CT-SAM3D proposes a promptable 3D transformer (ResT backbone), progressive spatial prompt encoding (PSAP), and cross-patch prompt (CPP) modules, achieving robust interactive segmentation of 107 anatomies, with real-time GPU operation and drastically reduced annotation burden (Guo et al., 2024).
Zero-shot SAM3D pipelines operate by slicing 3D volumes along multiple axes, prompting 2D SAMs with projections of user-drawn 3D polylines, and reconstituting the volume via 3D fusion and morphology. They offer competitive performance in medical settings without any model fine-tuning (Chan et al., 2024).

7. Applications, Limitations, and Future Directions

SAM 3D Body approaches enable:

Structure-aware motion retargeting for embodied agents and humanoid robots, free from complex SLAM or marker-based motion capture (Tu et al., 25 Dec 2025);
Volumetric segmentation of organs, tumors, or musculoskeletal structures from CT/MRI for radiotherapy planning, surgical navigation, and anatomical mapping (Bui et al., 2023, Guo et al., 2024, Gao et al., 2024);
Interactive and prompt-driven annotation in both research and clinical PACS settings (Li et al., 2023, Guo et al., 2024, Chan et al., 2024).

Limitations include:

Required memory and scaling complexity for very large volumes (necessitating windowing, selective encoding, or efficient adapter deployment) (Bui et al., 2023, Guo et al., 2024);
Heterogeneity in input contrast, slice thickness, and modality which can degrade performance on out-of-domain cases;
Incomplete support for multi-modal (e.g., fused PET-CT) or sub-organ granularity, though recent designs are extending toward unified text and point prompts as future work (Guo et al., 2024, Gao et al., 2024);
For motion applications, monocular depth ambiguity and foot sliding still require careful optimization and physically inspired constraints (Tu et al., 25 Dec 2025).

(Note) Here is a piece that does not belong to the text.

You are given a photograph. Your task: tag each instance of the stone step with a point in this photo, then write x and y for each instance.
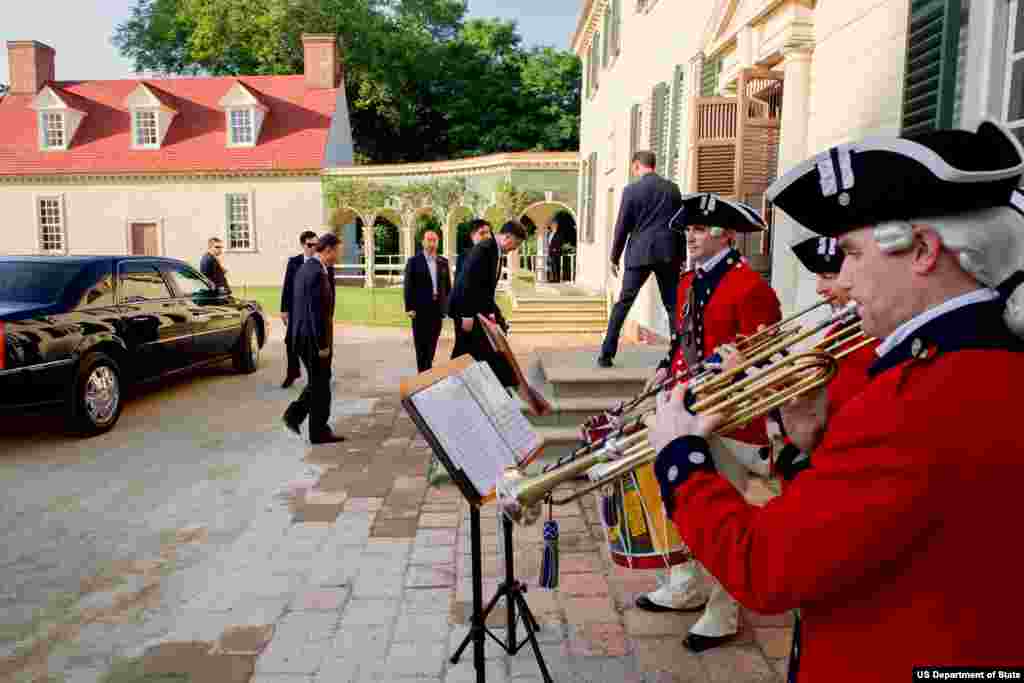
(564, 300)
(557, 329)
(557, 319)
(558, 442)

Emerging directions focus on class-conditional and multi-modal prompt encoders, hierarchical and context-aware representation fusion, automatic prompt distillation, and seamless extension to "segment everything 3D" under medical or robotics priors (Li et al., 2023, Gao et al., 2024).

In sum, SAM 3D Body designates a class of foundation-model-informed, volumetric body estimation frameworks, leveraging frozen 2D/3D backbones, prompt encoding innovations, and kinematics- or context-aware decoders. Applications span robot motion retargeting, clinical segmentation, and general-purpose full-body analysis, with consistently demonstrated efficiency, robustness, and extensibility across current literature (Tu et al., 25 Dec 2025, Bui et al., 2023, Guo et al., 2024, Li et al., 2023, Chan et al., 2024, Gao et al., 2024).